Так, может, мне в самом деле пойти в физкультурный — и все? Или на отделение курортологии?
Я представила себе на минуту, что я — курортолог и у меня на приеме тетя Вера. (Она уже собирается на курорт!).
Я бы повесилась…
Я ничего не говорю. Я совсем не говорю, что все курортологи должны повеситься.
Но я бы повесилась.
Я вышла, наконец, на балкон.
Понимаете, все, кого я уважаю (разумеется, я говорю о тех, кого знаю лично), — это люди, которые или строили Севастополь, или воевали за него. Или делали и то и другое. Как отец… Вообще-то у нас в семье началось это не с отца, а еще с прадеда. Прадед воевал в первую оборону. А потом строил. Дед воевал в гражданскую. А потом строил. Отец воевал в последнюю войну, — строит уже третий, начиная от прадеда, Севастополь. В сущности, все они воевали только на одном месте, да строили на одном месте, А города каждый раз были разные.
Вон, например, там, направо, недалеко от берега, при прадеде были люнеты Николаевской батареи, при деде стояло здание драматического театра. Это здание и отец помнит. А теперь там посыпанная гравием, утоптанная дорожка бульвара. Сначала взрытая земля… потом здание… потом опять земля…
А вот эта акация, что дотянулась верхушкой до нашего балкона, — моя ровесница. И вдоль всей нашей улицы Большой Морской доросли до крыш акации, мои ровесницы. Тонкостволые. Всем — по семнадцать. А тех, что старше, совсем мало. Их не срубили, хотя иногда они стоят посреди тротуаров. На их широких стволах, как затянувшиеся раны и ожоги, следы от снарядов.

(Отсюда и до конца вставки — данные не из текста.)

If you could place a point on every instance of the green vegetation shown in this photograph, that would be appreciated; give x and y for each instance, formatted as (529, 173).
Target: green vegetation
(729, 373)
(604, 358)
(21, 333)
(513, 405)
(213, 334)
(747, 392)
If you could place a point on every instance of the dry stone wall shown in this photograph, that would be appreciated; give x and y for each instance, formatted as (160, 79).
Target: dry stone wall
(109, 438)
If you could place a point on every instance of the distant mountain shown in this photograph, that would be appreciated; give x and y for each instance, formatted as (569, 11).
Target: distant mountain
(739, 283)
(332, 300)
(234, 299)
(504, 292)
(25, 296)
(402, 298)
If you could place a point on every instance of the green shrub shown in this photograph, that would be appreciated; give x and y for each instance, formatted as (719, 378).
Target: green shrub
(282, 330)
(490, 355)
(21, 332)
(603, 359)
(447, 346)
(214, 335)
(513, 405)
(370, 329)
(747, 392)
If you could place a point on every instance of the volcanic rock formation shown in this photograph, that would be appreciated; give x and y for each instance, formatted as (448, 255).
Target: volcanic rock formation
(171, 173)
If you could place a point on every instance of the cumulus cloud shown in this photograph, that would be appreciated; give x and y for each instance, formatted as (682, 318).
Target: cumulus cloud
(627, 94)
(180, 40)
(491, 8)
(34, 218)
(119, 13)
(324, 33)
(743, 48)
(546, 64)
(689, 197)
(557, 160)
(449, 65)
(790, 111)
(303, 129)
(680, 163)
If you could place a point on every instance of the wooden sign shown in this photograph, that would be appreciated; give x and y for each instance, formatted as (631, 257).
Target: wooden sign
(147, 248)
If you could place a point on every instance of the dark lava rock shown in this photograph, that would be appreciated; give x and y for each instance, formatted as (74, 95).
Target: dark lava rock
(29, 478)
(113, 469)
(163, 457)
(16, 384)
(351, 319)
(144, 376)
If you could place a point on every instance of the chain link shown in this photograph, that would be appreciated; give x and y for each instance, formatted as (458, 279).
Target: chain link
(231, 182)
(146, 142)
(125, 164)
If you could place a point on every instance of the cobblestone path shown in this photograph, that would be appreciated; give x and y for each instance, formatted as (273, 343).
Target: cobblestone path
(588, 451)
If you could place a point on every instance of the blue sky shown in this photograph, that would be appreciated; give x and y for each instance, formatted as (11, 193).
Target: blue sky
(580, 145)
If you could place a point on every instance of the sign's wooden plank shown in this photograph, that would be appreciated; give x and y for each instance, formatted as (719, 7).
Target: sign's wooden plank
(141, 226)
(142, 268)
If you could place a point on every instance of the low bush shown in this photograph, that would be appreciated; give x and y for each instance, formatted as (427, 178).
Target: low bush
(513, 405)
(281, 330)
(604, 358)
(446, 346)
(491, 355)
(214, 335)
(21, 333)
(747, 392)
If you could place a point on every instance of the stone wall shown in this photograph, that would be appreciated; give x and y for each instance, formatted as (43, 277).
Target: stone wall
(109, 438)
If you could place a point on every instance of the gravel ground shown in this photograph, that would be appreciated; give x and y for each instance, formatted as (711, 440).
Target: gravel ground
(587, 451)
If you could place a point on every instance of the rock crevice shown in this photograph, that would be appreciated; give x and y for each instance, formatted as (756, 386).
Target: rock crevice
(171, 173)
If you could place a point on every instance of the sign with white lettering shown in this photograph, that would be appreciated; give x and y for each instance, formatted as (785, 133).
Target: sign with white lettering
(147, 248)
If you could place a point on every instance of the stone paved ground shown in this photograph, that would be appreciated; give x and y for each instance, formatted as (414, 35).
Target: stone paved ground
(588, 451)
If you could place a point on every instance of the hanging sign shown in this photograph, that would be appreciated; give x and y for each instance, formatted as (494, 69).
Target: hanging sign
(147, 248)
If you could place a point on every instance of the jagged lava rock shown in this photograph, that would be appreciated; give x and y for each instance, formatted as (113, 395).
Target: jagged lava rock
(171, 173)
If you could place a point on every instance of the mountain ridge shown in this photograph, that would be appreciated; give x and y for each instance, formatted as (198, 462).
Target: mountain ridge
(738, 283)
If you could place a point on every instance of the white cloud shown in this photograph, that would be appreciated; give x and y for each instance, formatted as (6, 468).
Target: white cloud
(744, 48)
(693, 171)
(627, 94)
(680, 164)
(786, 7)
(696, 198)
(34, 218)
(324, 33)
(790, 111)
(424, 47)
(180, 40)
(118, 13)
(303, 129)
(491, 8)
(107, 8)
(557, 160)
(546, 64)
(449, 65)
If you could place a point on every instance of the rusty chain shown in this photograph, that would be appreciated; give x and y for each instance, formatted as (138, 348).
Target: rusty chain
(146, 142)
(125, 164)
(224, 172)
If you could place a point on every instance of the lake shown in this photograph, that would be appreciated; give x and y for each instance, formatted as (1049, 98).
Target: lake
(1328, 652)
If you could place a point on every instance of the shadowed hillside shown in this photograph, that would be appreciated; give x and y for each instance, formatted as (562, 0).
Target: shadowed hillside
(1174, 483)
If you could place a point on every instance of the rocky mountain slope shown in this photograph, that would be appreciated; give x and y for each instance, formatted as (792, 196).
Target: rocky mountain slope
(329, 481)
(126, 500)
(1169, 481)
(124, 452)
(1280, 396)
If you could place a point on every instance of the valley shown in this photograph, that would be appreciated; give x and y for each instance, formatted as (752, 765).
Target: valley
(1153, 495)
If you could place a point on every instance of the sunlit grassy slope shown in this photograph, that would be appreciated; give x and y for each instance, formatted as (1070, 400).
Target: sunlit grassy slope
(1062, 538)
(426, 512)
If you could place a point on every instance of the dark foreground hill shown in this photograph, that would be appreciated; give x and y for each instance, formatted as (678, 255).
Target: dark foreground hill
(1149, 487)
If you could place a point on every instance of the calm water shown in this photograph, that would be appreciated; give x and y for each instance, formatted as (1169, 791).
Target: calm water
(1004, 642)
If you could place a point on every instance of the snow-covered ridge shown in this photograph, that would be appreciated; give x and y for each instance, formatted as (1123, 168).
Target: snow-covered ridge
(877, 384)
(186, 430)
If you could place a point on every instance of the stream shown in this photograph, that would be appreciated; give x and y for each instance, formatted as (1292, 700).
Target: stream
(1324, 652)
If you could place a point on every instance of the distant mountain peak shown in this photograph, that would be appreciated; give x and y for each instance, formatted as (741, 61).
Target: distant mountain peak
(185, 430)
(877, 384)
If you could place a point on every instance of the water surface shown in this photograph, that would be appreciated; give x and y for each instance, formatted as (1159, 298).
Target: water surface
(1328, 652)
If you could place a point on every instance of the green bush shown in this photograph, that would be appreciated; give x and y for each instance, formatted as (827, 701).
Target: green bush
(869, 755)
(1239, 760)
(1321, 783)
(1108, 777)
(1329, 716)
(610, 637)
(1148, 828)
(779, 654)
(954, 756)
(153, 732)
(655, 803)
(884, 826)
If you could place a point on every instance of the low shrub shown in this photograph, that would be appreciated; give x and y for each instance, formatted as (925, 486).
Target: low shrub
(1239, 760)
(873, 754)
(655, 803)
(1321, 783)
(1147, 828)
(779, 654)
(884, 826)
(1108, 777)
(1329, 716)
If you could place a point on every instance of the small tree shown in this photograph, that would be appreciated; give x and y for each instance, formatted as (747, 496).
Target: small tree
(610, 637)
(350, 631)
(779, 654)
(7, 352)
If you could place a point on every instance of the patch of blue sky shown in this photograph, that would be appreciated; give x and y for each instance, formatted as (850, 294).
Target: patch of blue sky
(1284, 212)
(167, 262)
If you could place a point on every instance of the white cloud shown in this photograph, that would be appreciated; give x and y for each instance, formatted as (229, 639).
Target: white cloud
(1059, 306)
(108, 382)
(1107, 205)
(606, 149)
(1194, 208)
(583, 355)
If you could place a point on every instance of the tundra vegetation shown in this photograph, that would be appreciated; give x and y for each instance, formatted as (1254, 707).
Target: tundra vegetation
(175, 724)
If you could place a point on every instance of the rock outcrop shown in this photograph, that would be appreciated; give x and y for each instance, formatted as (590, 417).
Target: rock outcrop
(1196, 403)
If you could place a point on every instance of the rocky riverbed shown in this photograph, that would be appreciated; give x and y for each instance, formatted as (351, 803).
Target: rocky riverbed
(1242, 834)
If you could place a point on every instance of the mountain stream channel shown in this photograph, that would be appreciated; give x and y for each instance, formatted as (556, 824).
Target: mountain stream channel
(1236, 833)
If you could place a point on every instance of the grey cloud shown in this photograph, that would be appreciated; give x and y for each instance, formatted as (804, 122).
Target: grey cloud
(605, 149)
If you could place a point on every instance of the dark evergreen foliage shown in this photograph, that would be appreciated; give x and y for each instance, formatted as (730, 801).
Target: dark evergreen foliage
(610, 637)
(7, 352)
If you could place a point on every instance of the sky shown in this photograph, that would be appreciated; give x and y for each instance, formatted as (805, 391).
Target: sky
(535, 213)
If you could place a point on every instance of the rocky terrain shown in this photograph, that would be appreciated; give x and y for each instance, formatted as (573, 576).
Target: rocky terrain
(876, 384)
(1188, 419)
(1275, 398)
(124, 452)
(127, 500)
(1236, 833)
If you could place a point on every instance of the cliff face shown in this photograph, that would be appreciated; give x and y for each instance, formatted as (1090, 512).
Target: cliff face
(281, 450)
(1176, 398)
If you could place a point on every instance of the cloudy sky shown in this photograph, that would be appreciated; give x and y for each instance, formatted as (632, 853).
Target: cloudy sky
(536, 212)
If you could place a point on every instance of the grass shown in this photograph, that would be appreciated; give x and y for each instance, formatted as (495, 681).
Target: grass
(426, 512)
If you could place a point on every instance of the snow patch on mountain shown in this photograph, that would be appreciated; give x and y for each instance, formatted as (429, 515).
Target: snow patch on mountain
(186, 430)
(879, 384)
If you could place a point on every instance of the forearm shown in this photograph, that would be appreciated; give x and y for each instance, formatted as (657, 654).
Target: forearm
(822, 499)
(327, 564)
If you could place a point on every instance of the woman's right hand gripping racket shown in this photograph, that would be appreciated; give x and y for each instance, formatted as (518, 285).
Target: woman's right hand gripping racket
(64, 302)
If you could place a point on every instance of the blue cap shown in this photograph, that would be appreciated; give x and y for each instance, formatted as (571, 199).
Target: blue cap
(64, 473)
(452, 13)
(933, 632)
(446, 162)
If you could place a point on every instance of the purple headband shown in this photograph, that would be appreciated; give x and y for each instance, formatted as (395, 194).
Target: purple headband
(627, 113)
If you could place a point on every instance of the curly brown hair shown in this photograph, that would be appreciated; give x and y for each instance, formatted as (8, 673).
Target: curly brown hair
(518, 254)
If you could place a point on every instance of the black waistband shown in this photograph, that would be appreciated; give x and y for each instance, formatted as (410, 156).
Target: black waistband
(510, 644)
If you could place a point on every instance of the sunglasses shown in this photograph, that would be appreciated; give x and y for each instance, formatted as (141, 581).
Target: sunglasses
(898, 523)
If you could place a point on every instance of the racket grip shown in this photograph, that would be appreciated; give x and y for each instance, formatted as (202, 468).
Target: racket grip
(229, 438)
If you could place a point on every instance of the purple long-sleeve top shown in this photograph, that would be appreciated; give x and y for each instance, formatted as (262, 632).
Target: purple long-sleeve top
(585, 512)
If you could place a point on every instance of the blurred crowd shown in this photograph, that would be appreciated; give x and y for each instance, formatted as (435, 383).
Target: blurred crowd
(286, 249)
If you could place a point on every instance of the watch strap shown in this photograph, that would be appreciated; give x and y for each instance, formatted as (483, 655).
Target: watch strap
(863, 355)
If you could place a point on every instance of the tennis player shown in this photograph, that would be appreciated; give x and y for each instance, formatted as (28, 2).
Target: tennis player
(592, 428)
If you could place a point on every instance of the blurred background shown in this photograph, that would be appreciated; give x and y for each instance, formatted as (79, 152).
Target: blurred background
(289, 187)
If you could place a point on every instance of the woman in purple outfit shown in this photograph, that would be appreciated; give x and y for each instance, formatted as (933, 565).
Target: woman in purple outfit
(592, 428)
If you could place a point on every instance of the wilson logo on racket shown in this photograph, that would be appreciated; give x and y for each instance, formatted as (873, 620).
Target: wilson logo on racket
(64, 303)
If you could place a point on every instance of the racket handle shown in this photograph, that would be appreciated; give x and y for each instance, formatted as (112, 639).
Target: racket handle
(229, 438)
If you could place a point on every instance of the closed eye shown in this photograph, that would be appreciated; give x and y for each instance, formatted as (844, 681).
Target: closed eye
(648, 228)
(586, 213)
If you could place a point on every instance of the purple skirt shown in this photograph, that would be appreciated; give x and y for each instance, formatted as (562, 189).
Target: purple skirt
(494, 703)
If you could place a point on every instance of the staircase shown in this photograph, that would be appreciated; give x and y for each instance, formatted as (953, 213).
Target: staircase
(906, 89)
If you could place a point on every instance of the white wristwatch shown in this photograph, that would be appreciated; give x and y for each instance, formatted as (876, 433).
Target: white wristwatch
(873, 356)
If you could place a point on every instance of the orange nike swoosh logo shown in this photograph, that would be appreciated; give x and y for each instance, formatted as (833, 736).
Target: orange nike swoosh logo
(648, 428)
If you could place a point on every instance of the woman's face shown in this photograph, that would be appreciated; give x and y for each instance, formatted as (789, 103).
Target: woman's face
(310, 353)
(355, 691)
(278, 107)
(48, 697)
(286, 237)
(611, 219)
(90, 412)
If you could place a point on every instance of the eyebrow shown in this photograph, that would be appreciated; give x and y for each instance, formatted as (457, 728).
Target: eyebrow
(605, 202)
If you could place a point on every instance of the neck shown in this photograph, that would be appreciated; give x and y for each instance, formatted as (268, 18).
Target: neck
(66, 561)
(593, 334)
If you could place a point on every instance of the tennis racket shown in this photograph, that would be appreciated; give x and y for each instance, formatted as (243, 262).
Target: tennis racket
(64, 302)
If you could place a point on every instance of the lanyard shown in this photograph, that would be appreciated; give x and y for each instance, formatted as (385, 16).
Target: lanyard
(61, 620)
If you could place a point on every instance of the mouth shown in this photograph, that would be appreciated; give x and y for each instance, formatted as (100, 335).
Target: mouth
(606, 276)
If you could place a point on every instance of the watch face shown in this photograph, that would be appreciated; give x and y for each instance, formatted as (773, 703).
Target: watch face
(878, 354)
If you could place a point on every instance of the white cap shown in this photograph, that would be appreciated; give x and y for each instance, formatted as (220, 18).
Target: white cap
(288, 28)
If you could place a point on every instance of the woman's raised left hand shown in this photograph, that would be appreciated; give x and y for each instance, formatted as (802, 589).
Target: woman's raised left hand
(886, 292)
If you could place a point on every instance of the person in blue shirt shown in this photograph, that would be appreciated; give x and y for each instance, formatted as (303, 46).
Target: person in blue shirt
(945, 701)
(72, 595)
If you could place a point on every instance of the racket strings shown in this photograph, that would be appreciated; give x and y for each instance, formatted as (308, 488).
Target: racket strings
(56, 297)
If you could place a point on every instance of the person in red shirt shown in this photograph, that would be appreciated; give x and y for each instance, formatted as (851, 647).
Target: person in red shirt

…Мама тоже и воевала, и строит.
Но мама — не то…
У нас в комнате всего две фотографии — та, о которой я вам говорила, и еще одна — на приемнике. Это любопытный снимок, во всяком случае, я ни в одной семье, даже в Севастополе такого снимка не видела. Отец, с выражением серьезности и какой-то тщательно скрываемой удрученности в лице снят в сером костюме и такой же бумажной кепке. А мама грустная, но с бьющей поневоле из глаз гордостью — в полной военной форме: в пилотке, со звездой на сгибе, в гимнастерке и узкой форменной юбке.
В сорок первом меня на свете не было. Маму призвали в армию первой. А отец только через полгода после мамы добровольцем ушел на фронт.
Но вообще-то соотношение сил и характеров в нашей семье совсем не то, что на этом снимке.
С отцом моим можно обо всем говорить. А вот с мамой…
Ничего меня так не мучило, как предстоящий разговор с ней.
Я уже знала, что мама сегодня же заболеет. И, что главное, она тоже придет в ужас:
— Терять год? — скажет мама и сразу пойдет к буфету за валидолом. — Ты отлично знаешь, что виновата сама! Поезжай с Леной и сдавай — хочешь на основной, хочешь на факультет курортологии!